No one tried to pin me down — that was good — and I managed to slip through into my bedroom. I shut the door, catching someone's fingers between it and the frame. An indignant and surprised yelp followed.
Yeah, some of them were still trying to adjust to the idea of having physicality around me. That was actually a good thing. It meant they weren't as likely to try physical coercion or violence to get what they wanted… yet.
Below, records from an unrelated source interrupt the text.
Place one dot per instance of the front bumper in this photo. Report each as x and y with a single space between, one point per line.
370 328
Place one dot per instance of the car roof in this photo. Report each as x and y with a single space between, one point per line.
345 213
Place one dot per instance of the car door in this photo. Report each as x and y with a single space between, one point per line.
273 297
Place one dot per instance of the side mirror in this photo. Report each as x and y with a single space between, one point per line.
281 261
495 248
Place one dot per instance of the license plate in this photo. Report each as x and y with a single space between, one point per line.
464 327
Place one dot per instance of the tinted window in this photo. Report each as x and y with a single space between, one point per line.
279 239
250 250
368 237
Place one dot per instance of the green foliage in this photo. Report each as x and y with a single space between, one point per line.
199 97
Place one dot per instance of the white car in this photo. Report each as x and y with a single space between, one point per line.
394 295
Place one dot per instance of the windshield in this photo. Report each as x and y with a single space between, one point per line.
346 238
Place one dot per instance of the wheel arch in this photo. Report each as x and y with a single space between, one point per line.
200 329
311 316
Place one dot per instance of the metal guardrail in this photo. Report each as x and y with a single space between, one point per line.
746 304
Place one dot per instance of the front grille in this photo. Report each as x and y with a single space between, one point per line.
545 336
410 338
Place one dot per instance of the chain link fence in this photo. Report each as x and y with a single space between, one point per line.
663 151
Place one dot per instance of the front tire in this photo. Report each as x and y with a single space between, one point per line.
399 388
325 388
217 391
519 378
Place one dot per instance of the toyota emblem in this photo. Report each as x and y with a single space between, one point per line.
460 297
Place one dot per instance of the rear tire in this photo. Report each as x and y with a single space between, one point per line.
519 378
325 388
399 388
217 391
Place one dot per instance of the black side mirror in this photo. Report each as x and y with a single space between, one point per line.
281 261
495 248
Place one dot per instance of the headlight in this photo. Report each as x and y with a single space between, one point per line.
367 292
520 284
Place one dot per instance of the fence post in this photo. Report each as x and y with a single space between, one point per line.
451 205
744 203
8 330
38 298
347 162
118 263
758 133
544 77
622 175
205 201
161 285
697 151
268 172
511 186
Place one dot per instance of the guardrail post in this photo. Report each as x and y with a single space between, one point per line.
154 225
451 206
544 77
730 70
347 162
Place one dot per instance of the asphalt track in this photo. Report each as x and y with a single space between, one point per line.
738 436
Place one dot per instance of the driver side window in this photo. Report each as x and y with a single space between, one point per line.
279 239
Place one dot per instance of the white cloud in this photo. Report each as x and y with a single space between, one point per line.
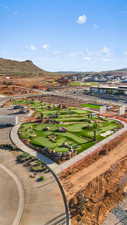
82 19
107 60
32 47
105 50
45 46
87 58
95 26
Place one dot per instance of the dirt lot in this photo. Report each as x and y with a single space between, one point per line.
95 189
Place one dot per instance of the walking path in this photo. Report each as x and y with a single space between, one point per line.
44 204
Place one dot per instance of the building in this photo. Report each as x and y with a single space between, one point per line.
108 90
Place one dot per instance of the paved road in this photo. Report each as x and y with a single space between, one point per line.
44 203
9 198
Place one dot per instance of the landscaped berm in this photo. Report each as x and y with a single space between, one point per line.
61 132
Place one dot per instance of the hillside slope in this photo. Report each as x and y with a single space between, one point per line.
24 68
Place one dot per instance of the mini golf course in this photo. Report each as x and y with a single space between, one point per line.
62 130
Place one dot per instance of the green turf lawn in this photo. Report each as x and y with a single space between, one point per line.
79 124
91 106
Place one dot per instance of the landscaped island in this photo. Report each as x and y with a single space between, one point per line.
61 132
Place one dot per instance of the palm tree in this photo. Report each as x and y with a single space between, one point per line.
95 131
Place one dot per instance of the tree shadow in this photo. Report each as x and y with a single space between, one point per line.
121 214
59 220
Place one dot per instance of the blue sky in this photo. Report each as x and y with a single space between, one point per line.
57 35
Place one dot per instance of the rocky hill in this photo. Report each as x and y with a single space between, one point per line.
10 67
103 76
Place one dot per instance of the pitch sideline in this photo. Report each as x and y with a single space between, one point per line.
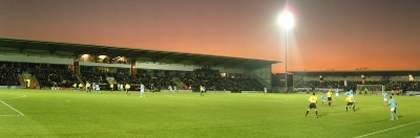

In my room, the ghost situation was worse — probably ten of them — but at least I recognized most of them as people from the list Alona had begun assembling for me a few months ago. They knew I'd been working on helping them. They'd seen Grandpa B., one of their former fellow haunters, go into the light, and I'd told them about how Liesel and Eric had finally found their peace last month. So they wouldn't get too pushy… most likely.
“Any luck?” a ghost in a poodle skirt asked hopefully, her ponytail swinging as she got off the foot of the bed to greet me. A bunch of faces turned toward me expectantly, including that of a vaguely familiar-looking woman wearing a tight blue business suit, her dark red hair in a fancy twist. She actually pushed her way forward from the back to hear my response.
They all thought I was looking for Alona. It was, again, a story I'd been forced to come up with on the fly to explain her absence and my diminished ability to help them. There were too many of them, and without Alona, I couldn't get as much done. Not to mention the time suck that researching anything and everything to try to separate Alona from Lily had turned out to be.
Leaning back against the door, I shook my head. An audible groan went up from them at once, as if they'd rehearsed it. And I suppose, in a way, they had. They were showing up here two or three times a week now, with the same question, and I was always forced to give the same answer.
Telling them the truth would have been a mess. If other ghosts knew what Alona had been able to do — taking on a body, possessing it, for lack of a better term — there might be a run of them trying to do the same on anyone they found who seemed to be in an unconscious or comatose state. And that was the last thing we needed. Most of them probably wouldn't succeed… or not for very long, at least. It took a great deal of power, apparently, to do what Alona was doing. A red-level spirit or above, according to the classification system the Order used. Still, we weren't entirely sure of the effects these attempts might have on the living, nor did we want a rash of five-minute-long possessions, which would, frankly, be creepy as hell.
So as far as anyone in the spirit world was concerned, Alona had taken off for locations unknown after we'd had a fight. That last part, at least, didn't require much of an imagination stretch.
The poodle-skirt girl shook her head, ponytail bobbing with the movement. “You should have apologized right away,” she said disapprovingly.
“How do you know I was the one in the wrong?” I asked, offended in spite of the fact that we were talking about an argument that had never happened.
“Please.” She rolled her eyes and flounced over to perch at the foot of my bed again.
“I keep telling you, she's gone.” Evan, the creepy janitor dude from my former high school, spoke up, smashing his mop down impatiently into the bucket/wringer that was always with him. “Disappeared, poof, vamoosed. She doesn't respond when you summon her. She's not here at her time of death.” He shook his head. “The bond is broken. She ain't coming back.”
Which was all true, but not the direction I wanted this conversation to go. I held my hands up and tried soothing. “We don't know what—”
“No, I think we do.” He jabbed a finger in my direction. “And you need to start focusing on what's important, not chasing after your piece of ghosty tail.” He smirked.